As I stand here today, I can tell you the irony about my first meeting with Draco still runs fresh in my mind today. Wizards and witches – neither of which I'd ever met – knew exactly who I was. But Draco Malfoy – an eleven-year-old boy who had most likely heard all the stories about me – had treated me like any other Hogwarts first year.
Draco had been the first person to meet me in the wizarding world and not know who I was.
I never did make it to the Dursley's home that night – in fact, I haven't returned there since the summer of my seventeenth birthday. Nor did I return to the wizarding world. Instead, I found a small hotel room and stayed the night while making travel plans on the phone – I made plans to fly to Canada.
And now, here I stand in Vancouver – I'm attending a muggle university and I have friends who have never heard of me before. In fact, no one has, for my name is now James Evans. From time to time I still use magic, though my wand feels awkward when I hold it. I write letters to the Weasley's and allow the muggle post to carry it across the vast ocean that separates us – in one of her letters, Mrs. Weasley said she had started a stamp collection, saying Mr. Weasley would have loved it so.
Ron and Hermione got married last summer and I went to their wedding, and I am now the Godfather to their newborn son, George Arthur Weasley. They tell me often of the life I'm missing out on, and how the Daily Prophet still has articles about where I might be. The Quibbler did a cover on how I had become a Hippogriff Animagi and it had somehow gone wrong. When I was told of this, I laughed hard and long until Hermione told me Luna had died in her sleep the week before.

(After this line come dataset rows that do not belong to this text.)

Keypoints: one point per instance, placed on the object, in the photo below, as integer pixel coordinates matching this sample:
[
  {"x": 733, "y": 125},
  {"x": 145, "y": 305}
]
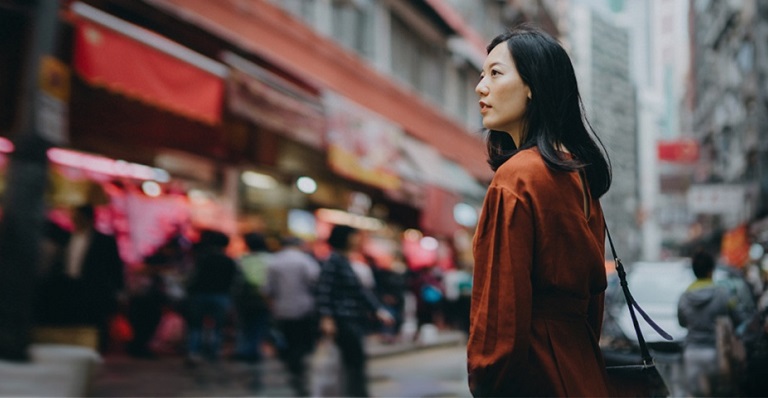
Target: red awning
[
  {"x": 119, "y": 63},
  {"x": 684, "y": 150}
]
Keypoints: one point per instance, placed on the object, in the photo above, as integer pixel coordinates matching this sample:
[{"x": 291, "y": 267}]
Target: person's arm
[
  {"x": 595, "y": 313},
  {"x": 682, "y": 317},
  {"x": 500, "y": 318}
]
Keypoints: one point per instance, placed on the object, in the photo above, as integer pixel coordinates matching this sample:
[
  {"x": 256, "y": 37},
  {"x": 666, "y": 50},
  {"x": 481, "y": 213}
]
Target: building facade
[{"x": 729, "y": 116}]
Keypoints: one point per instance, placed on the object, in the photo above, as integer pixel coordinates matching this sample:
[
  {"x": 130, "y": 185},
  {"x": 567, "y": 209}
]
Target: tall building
[
  {"x": 659, "y": 36},
  {"x": 600, "y": 48},
  {"x": 729, "y": 104}
]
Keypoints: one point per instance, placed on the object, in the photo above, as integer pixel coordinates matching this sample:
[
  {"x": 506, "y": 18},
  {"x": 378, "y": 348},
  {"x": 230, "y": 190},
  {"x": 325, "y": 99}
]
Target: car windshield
[{"x": 659, "y": 284}]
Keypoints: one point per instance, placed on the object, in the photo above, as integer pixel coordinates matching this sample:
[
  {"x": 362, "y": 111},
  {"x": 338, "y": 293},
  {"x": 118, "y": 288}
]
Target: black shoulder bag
[{"x": 641, "y": 379}]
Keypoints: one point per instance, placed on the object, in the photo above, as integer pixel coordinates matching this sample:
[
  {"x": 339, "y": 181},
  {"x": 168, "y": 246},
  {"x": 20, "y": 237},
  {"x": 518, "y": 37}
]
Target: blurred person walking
[
  {"x": 250, "y": 299},
  {"x": 390, "y": 288},
  {"x": 344, "y": 304},
  {"x": 85, "y": 278},
  {"x": 699, "y": 310},
  {"x": 291, "y": 278},
  {"x": 539, "y": 276},
  {"x": 209, "y": 296}
]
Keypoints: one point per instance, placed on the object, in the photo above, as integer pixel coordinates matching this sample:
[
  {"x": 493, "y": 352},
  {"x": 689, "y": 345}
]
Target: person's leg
[
  {"x": 195, "y": 318},
  {"x": 291, "y": 353},
  {"x": 349, "y": 338},
  {"x": 698, "y": 362},
  {"x": 219, "y": 306}
]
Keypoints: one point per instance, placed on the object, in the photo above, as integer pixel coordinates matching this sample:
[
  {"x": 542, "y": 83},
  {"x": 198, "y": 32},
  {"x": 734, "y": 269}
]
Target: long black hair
[{"x": 555, "y": 114}]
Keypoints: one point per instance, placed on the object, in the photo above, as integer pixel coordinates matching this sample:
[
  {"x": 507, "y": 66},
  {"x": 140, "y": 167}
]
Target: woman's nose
[{"x": 481, "y": 89}]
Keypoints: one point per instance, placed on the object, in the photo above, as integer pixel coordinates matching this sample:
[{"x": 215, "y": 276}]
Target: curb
[{"x": 374, "y": 349}]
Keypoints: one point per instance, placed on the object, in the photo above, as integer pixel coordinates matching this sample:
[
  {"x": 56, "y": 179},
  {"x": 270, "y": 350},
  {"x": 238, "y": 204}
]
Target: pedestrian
[
  {"x": 390, "y": 289},
  {"x": 145, "y": 306},
  {"x": 344, "y": 305},
  {"x": 698, "y": 310},
  {"x": 250, "y": 300},
  {"x": 539, "y": 273},
  {"x": 291, "y": 278},
  {"x": 209, "y": 296},
  {"x": 84, "y": 281}
]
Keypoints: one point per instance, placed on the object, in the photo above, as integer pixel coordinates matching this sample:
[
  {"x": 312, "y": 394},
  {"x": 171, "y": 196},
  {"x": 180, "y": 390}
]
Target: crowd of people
[
  {"x": 192, "y": 297},
  {"x": 726, "y": 347}
]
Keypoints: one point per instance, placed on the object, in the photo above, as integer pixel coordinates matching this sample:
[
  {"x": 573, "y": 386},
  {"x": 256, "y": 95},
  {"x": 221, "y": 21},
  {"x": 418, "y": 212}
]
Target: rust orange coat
[{"x": 539, "y": 282}]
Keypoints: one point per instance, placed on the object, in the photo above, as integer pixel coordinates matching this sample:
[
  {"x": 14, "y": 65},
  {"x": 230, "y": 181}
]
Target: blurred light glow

I still think of my friends from Hogwarts every day, and I think of all the lives that were lost because of me. On the anniversary of the Final Battle I don't go to classes, simply telling my friends it's something they wouldn't understand. I'll never forget the people who stood strong beside me when they didn't have to. They were the true heroes of the battle, I was just one man – one boy – who had had the whole world thrust upon his shoulders at the age of eleven.
Their blood is on my hands, and I will never forget their names.
This is a story that I couldn't get out of my mind. All that kept running through my mind was, "How would Harry feel if he survived
?" You see so many stories where he dies and Ginny grieves, and in all the stories where he survives Harry's married and happy.
But I just had to wonder...what if he thought it was his fault? He does have a knack of blaming himself doesn't he?
So...this is where I got, and I hope you enjoyed reading it!